Секретный фронт - страница 25

Шрифт
Интервал


Затем отдал команду Лунь.

Те, кто согласен покинуть школу, сдать оружие и получить амнистию, должны выйти из строя.

Каре не шелохнулось.

– Не верют, гады, – сказал Капут, – зараз не выйдут, сами втечуть…

– Треба повторить, – предложил вожак тихо, оглянувшись на Ткаченко. – Шо тебе, учить!..

Лунь пожал плечами, но приказание выполнил. Он сказал о том, что желающие поступить по воззванию могут свободно распоряжаться собой.

Спустя минуту-другую из задних рядов, пройдя первые шеренги, нерешительно вышли человек сорок.

– Я ж казав, то е у нас курвы, – процедил Капут.

– Где их нет, Капут, – небрежно бросил вожак. – Що ж ты робыв со своей безпекой? – И, обратясь к Луню, добавил: – Хай вси расходятся. А оцих сомкни и задержи…

Подчиняясь команде Луня, каре неохотно распалось. Кое-кто остановился у догорающих костров. Оттуда доносился говор, взрывался невеселый смех и сразу затухал. Перед трибуной продолжали стоять четыре десятка человек, пожелавшие выйти по амнистии. Они стояли в две шеренги: их опрашивали, переписывали.

Лунь, прислонившись к трибуне, курил.

– Что же, Павел Иванович, вы добились успеха, – он указал рукой с сигаретой на курсантов, – отыскали своих единомышленников. – Голос его прозвучал недобро.

– Вы их отпустите?

– Ну, это уж наше дело, Павел Иванович. Струхнули?

– Нет!

– Верили нам?

– Должны же и у вас быть какие-то принципы.

– Принципы? – Лунь усмехнулся. – Кажется, Троцкий говорил, что на всякую принципиальность надо отвечать беспринципностью.

– Примерно так…

Над верхушками буков нависли стожары. Щедро усыпанное звездами небо, сероватый дым затухающих костров, мягкий, теплый ветерок.

– Поужинаем или сразу домой?

– Домой. – Ткаченко очнулся от дум.

– Да, вы правы, – Лунь усмехнулся, погасил сигарету о трибуну, – поскольку мы обещали…

Он подозвал телохранителя, и вскоре неподалеку от них остановилась машина.

– Садитесь! – пригласил Лунь. Подождав, пока Ткаченко устроится, он приказал шоферу: – Трогай!

Ткаченко устало откинулся на жесткую спинку «виллиса».

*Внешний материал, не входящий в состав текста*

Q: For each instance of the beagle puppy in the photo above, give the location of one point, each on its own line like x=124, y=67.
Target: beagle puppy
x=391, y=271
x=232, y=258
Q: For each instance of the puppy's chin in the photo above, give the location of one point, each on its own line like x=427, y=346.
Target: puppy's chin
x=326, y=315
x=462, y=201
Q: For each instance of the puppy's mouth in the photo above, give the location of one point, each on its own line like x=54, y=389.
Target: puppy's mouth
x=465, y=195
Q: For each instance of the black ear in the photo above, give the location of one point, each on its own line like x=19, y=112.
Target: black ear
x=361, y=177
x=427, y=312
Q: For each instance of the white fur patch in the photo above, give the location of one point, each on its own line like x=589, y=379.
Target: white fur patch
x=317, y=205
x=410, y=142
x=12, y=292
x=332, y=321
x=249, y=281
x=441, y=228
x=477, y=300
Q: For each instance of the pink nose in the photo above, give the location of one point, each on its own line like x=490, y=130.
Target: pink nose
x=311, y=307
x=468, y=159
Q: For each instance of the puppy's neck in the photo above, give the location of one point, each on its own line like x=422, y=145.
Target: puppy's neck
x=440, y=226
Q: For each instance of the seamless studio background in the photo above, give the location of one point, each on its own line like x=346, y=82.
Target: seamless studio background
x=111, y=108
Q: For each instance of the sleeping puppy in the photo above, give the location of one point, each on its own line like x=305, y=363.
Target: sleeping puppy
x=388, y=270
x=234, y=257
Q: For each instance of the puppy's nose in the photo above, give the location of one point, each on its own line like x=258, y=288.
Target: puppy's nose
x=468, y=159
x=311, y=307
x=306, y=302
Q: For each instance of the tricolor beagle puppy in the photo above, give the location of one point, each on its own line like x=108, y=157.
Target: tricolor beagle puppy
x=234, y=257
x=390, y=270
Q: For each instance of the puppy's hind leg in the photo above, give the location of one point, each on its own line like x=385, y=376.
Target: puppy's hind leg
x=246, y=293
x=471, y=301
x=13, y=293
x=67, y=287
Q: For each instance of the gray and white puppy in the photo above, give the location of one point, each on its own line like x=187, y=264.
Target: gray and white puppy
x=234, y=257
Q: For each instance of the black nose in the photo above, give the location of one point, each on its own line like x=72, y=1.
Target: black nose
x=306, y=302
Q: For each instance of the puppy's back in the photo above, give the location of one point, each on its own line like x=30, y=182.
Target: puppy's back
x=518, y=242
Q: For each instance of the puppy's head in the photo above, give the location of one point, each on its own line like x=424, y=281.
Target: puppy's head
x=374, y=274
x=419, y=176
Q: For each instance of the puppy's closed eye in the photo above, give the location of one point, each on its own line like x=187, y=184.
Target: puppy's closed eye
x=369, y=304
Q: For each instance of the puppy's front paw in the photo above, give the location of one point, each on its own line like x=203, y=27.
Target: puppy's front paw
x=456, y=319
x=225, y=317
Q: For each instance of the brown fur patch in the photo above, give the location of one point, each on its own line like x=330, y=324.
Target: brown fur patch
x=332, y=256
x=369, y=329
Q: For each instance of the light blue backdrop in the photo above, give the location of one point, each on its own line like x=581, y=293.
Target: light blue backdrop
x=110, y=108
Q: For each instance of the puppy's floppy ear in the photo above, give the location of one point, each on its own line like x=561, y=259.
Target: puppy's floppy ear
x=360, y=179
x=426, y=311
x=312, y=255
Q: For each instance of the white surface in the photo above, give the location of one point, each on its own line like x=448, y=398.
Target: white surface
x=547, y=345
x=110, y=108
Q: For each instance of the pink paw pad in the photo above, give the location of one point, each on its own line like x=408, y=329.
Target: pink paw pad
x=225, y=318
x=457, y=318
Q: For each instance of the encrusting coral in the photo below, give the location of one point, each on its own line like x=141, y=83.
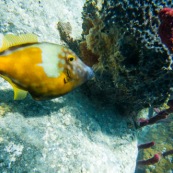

В пути прошло минут пятнадцать. Ткаченко услыхал позади, там, где остался лагерь, далекую стрельбу. Привычное ухо определило: залпы из винтовок.

Глава четвертая

Судя по всему, выехали из леса: ветви не царапали и не били, и под колесами не чувствовались корневища. Впервые Ткаченко глотнул пыль, и когда машина покатила мягче, конвоец, прислонившись к нему и обдав запахом табака и нечистого тела, развязал мягкий холщовый рушник, снял его, вытер себе нос и положил на колени.